Every holiday celebrated at this time of year centers around light. Have you noticed that? We light our homes and Christmas trees, we light the candles on the menorah. Creating light during the darkest part of the year is a natural thing to do. We humans intuitively crave light in the darkness. But our natural tendencies are only part of the reason for all the lights, fires and candle-glow of the season. The other part is pure magick–sympathetic magick, to be precise.
Our ancestors lit bonfires on the highest hills all over the countrysides on Solstice night. The light was supposed to help the sun, who symbolically dies on the longest, darkest night of the year, and is symbolically reborn the following morning. They could see that on this night each year, the sun was at its weakest point. But if it could just manage to rise tomorrow morning, it would once again begin to grow stronger. (As the days begin to grow longer beginning on the day after the Winter Solstice.) The bonfires, the candles (and our holiday lights too, today, I suppose) were supposed to lend extra power to the infant sun to help it be reborn. This reflects the notion we all still have today–that nothing will ever get done unless we do it ourselves. We humans like to feel important that way. 😉
The message of the Winter Solstice is this: Even when things appear to be dark and sort of dead, they aren’t really. Life and light are always there, maybe waiting backstage, maybe hidden in shadow, but only briefly. They always come through. Hopelessness is really just a misunderstanding. Death is an illusion. Darkness is really only a shadow cast by the sun. And all of it is temporary. When you see the Christmas lights twinkling, and the candles glowing, and the fireplaces crackling, be reminded of that beautiful message.
Every single dawn is a new beginning, but the dawn after the Solstice is one of the most powerful new beginnings of all, the biggest one of the year! If you’ve been needing a fresh start, here it is.
Tonight, then is the perfect night to write down all your bad habits or things you no longer want in your life, and then burn the paper on which you’ve jotted them, letting them go with the darkness. Don’t give them too much thought or attention. This is a ritual of letting go. Scribble quickly, don’t mull or mope. Then burn them and say goodbye. Forget about those things from then on, and turn your attention to the new things you want to bring in to replace them. Make a list of every wonderful think you want in the new year.
Tonight is the night I traditionally leave my letter to Santa out with an offering of cookies and milk. (I’ll leave it out again on Christmas Eve, cause I like to cover my bases.) It contains everything I hope for, wish for, dream of, desire and crave in the coming year.

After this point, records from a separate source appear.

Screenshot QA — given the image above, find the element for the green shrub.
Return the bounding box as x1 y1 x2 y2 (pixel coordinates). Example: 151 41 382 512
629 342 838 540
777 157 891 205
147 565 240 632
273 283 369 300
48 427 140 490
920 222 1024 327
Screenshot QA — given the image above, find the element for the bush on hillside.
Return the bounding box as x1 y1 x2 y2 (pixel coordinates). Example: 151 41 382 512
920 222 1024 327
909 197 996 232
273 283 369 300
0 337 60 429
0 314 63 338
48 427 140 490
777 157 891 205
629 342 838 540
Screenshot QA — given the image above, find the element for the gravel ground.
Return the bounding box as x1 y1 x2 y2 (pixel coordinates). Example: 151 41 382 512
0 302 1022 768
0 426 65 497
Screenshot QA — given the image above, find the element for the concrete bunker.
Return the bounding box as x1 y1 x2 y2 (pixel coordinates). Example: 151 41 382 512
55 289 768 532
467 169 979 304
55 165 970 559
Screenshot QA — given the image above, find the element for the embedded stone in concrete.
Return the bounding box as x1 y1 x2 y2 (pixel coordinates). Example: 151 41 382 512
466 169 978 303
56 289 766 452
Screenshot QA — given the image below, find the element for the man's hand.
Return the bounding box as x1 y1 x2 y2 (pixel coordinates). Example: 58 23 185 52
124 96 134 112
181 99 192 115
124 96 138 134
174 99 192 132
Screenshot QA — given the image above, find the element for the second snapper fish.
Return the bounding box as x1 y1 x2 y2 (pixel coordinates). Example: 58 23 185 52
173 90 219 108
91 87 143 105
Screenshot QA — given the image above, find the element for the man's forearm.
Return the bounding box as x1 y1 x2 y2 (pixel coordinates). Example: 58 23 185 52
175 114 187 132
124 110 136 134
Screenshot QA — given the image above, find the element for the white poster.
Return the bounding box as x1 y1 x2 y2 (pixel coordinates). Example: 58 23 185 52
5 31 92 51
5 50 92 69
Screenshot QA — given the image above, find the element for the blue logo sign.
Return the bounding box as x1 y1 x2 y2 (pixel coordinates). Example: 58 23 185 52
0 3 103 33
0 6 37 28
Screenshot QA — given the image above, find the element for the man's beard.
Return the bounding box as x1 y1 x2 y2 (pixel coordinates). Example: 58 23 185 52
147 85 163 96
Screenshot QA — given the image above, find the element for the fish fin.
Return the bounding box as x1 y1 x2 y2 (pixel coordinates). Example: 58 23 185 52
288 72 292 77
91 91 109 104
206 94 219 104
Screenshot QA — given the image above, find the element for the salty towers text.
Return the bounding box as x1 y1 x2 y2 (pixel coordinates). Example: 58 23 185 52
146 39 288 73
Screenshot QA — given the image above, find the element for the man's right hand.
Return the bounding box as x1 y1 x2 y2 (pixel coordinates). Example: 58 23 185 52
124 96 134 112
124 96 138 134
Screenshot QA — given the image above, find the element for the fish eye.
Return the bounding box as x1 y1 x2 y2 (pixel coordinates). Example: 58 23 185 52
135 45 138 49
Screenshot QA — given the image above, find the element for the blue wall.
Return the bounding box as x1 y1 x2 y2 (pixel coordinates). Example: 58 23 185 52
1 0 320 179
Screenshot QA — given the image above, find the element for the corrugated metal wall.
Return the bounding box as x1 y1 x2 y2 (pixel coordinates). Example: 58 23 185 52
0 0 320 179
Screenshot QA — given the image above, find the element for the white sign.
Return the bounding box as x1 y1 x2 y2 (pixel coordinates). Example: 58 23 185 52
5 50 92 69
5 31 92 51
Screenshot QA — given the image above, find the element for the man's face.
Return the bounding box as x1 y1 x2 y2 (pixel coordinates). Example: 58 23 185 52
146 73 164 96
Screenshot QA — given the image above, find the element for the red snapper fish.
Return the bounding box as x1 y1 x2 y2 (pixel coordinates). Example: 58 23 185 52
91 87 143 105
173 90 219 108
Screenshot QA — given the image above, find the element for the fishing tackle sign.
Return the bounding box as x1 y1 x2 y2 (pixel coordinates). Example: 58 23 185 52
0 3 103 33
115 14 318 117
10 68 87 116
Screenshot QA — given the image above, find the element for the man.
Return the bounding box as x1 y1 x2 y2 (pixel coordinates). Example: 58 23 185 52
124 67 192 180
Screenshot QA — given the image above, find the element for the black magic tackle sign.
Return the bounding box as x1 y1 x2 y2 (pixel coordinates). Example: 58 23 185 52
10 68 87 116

Santa always delivers, too. I just received one of my wishes from last year’s Santa letter this past Sunday–my whole family together, including my soulmate, celebrating holidays in peace and joy. I can remember when such a thing seemed impossible. But it unfolded easily, naturally, at its own pace, in its own time, and was absolutely wonderful.
Another wish granted! Thank you, Santa. I really do believe!
What are you letting go of tonight?
What are you going to draw into your life to replace it in the coming year?
What can I do to help? (I can’t read manuscripts, folks, but I can advise, comfort, talk and listen.)
Blessed Solstice and a Peaceful Yuletide to one and all!